A few days later, a cab driver came forward, claiming he drove someone matching John's description to Newark International Airport on the night John disappeared. However, he was not certain the man was John, as the man's clothes did not match what John was wearing.
According to Detective Sal Lubertazzi of the Nutley Police Department, detectives first theorized that John had embezzled money. However, they did not find anything wrong with the bank. They then theorized that he may have run off with another woman. But they found out that that was not true either.
Detectives determined John was a model husband and father with a perfect work record. He had no serious debt. He had little cash on him when he disappeared. And his credit cards had not been used since then.
Elaine wondered if John had "seen something" that made him get off the train. She believed he was "not in control of himself" that afternoon. His family theorized that he was suffering from amnesia, possibly related to his military service.
When the police were unable to find any trace of John, Elaine asked psychic Dorothy Allison to help. Detective Lubertazzi went to see Dorothy. He only told her he was looking for an adult male who had been missing for more than twenty-four hours.

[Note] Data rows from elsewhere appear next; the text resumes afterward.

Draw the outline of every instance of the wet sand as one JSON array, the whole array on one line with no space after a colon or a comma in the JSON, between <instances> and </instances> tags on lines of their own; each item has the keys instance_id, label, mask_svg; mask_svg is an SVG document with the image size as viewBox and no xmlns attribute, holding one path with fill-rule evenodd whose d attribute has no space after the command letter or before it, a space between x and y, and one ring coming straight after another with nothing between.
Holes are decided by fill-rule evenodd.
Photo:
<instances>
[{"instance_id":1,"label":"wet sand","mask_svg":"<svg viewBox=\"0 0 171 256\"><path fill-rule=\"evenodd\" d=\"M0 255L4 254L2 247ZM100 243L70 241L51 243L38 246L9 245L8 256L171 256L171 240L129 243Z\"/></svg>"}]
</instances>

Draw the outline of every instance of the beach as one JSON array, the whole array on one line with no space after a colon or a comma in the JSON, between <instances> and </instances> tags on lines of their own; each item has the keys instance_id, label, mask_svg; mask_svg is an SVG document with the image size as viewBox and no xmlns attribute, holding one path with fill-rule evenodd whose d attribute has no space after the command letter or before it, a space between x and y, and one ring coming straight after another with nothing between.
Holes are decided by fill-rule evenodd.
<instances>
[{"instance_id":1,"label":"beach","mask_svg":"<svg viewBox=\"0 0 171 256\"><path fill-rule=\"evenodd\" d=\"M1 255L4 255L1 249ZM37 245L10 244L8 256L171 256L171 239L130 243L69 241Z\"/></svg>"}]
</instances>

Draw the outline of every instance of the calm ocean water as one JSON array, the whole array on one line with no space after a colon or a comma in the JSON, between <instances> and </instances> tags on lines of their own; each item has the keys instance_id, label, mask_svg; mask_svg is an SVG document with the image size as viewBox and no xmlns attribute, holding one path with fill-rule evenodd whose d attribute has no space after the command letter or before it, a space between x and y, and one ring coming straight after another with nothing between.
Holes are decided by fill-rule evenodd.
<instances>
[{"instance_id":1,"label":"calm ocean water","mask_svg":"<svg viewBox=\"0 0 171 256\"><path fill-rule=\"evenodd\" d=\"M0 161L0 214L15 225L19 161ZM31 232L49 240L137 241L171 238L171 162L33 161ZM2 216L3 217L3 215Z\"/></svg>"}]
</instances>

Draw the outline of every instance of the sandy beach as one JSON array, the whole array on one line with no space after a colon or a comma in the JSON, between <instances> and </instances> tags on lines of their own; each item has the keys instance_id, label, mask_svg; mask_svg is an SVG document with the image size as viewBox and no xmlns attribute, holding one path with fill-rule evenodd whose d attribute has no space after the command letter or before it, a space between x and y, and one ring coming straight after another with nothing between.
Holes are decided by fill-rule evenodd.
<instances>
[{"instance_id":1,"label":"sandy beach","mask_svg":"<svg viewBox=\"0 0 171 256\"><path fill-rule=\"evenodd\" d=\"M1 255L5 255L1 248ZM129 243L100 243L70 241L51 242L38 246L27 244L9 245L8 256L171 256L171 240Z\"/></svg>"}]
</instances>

Dorothy's first words to Detective Lubertazzi were, "He drowned." She told him that John had fallen off the train and ended up in a river. Detective Lubertazzi could not understand how that could have happened. But she was insistent that that was what happened.

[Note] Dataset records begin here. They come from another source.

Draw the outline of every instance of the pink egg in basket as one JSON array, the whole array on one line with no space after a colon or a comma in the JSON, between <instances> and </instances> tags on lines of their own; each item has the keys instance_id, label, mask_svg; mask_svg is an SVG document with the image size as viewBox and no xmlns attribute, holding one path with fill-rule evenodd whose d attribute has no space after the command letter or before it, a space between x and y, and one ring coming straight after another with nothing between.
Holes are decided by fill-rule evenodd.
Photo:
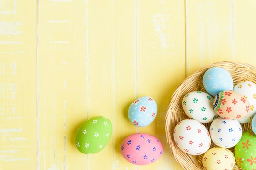
<instances>
[{"instance_id":1,"label":"pink egg in basket","mask_svg":"<svg viewBox=\"0 0 256 170\"><path fill-rule=\"evenodd\" d=\"M163 145L156 137L147 134L131 135L123 141L121 146L123 157L136 165L153 163L163 154Z\"/></svg>"}]
</instances>

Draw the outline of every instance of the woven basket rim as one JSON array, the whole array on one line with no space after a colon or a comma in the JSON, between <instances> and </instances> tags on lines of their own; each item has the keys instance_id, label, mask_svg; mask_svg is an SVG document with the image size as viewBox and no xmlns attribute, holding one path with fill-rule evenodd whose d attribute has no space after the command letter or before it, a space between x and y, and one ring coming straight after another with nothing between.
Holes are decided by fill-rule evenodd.
<instances>
[{"instance_id":1,"label":"woven basket rim","mask_svg":"<svg viewBox=\"0 0 256 170\"><path fill-rule=\"evenodd\" d=\"M202 75L203 73L204 73L208 69L213 67L222 67L222 66L230 65L233 65L235 68L243 68L245 67L250 68L252 70L256 72L256 68L254 66L247 63L242 63L242 62L231 62L231 61L222 61L213 63L210 65L205 66L200 69L199 70L195 71L194 73L190 75L185 79L185 80L180 84L178 86L177 89L175 90L173 94L172 94L171 98L171 99L169 105L166 112L165 118L165 132L166 132L166 137L167 139L167 143L168 144L169 147L171 149L171 153L173 156L174 157L175 160L178 162L178 163L184 169L187 169L188 167L185 166L184 164L182 163L181 160L177 158L176 156L176 151L174 147L174 145L176 145L174 141L174 139L173 138L173 135L171 135L173 132L170 132L170 127L172 125L170 123L171 120L168 119L168 117L170 114L173 114L173 113L171 113L171 109L172 107L172 103L175 101L174 97L176 96L178 93L180 92L181 88L184 85L188 83L188 82L192 78L193 78L195 76L200 76ZM255 82L254 82L255 83ZM234 84L234 86L235 85ZM176 126L176 124L175 125ZM201 168L200 168L201 167ZM199 168L202 169L202 167L200 166L198 167Z\"/></svg>"}]
</instances>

Detective Lubertazzi asked Dorothy if she could give him any other clues as to John's whereabouts. She said she saw a burned-out building, "two guys", an ice pond, a row of tires, a little park where children go down a hill on their sleds, a fire engine that children play on, and the numbers 166 and 222.
Dorothy saw John in the water and said the area smelled like fish. Finally, she saw a bow and an arrow. At first, Detective Lubertazzi thought she was crazy. He searched various places based on her clues but was unable to find John.
Suspects: None known
Extra Notes:

  • This case first aired on the May 6, 1988 Special #6 episode of Unsolved Mysteries focusing on psychic Dorothy Allison.
  • It was solved prior to the broadcast.
  • Some sources state: John was thirty-six; his last name was spelled "De Mars"; he was a commercial accounts manager; his office was on Church Street; he normally got off the train in Nutley; and Dorothy said she believed he had taken the wrong train and might be found in the Hudson River around January 30.
  • The train conductor initially told the police that after the train left Lyndhurst station, John asked them to stop and let him off. This led the police to believe that John vanished voluntarily. However, a few weeks later, it was determined that the man who asked for the train to be stopped was not John.

Results: Solved - On February 22, 1975, two months after John's disappearance, a father and his teenage son went target shooting with a bow and arrow on a bluff overlooking the Passaic River near Bergen Avenue in Kearny, New Jersey. One of the arrows missed the target and landed a few feet from John's decomposed body, which was floating face down in the river. He was fully clothed, his watch was on his wrist, and his wallet and other personal items were in his pockets. He was identified through fingerprints.
John's body was found on February 22; Dorothy had mentioned the number 222. Next to the archery range was a Two Guys discount store. On the other side of the river was a burned-out factory. Nearby was a park where rows of tires had been arranged to make a sled run. And a nearby river barge had the number "166" on it.
The question remained: how did John, a train passenger, end up in the Passaic River? The police theorize that he dozed off on the way home. At 5:40pm, the train made an unscheduled stop on the Passaic River Railroad Bridge near Lyndhurst, New Jersey. The conductor opened the doors to let another passenger off the back of the train. John, still half asleep, thought he had reached his station. He stepped out into space and fell into the river below.
It was noted that there were no lights on the bridge, and there was less than two feet between the train and the edge of the bridge. Another passenger said he had almost stepped off the train until he realized there was nothing in front of him. He said there was no warning given to tell them not to approach the doors.
In May 1975, John's death was ruled an accidental drowning. Detective Lubertazzi said he felt chills go up and down his spine when he realized that everything Dorothy had said about the case had come true. He had previously been skeptical of her but now believes she is legitimate.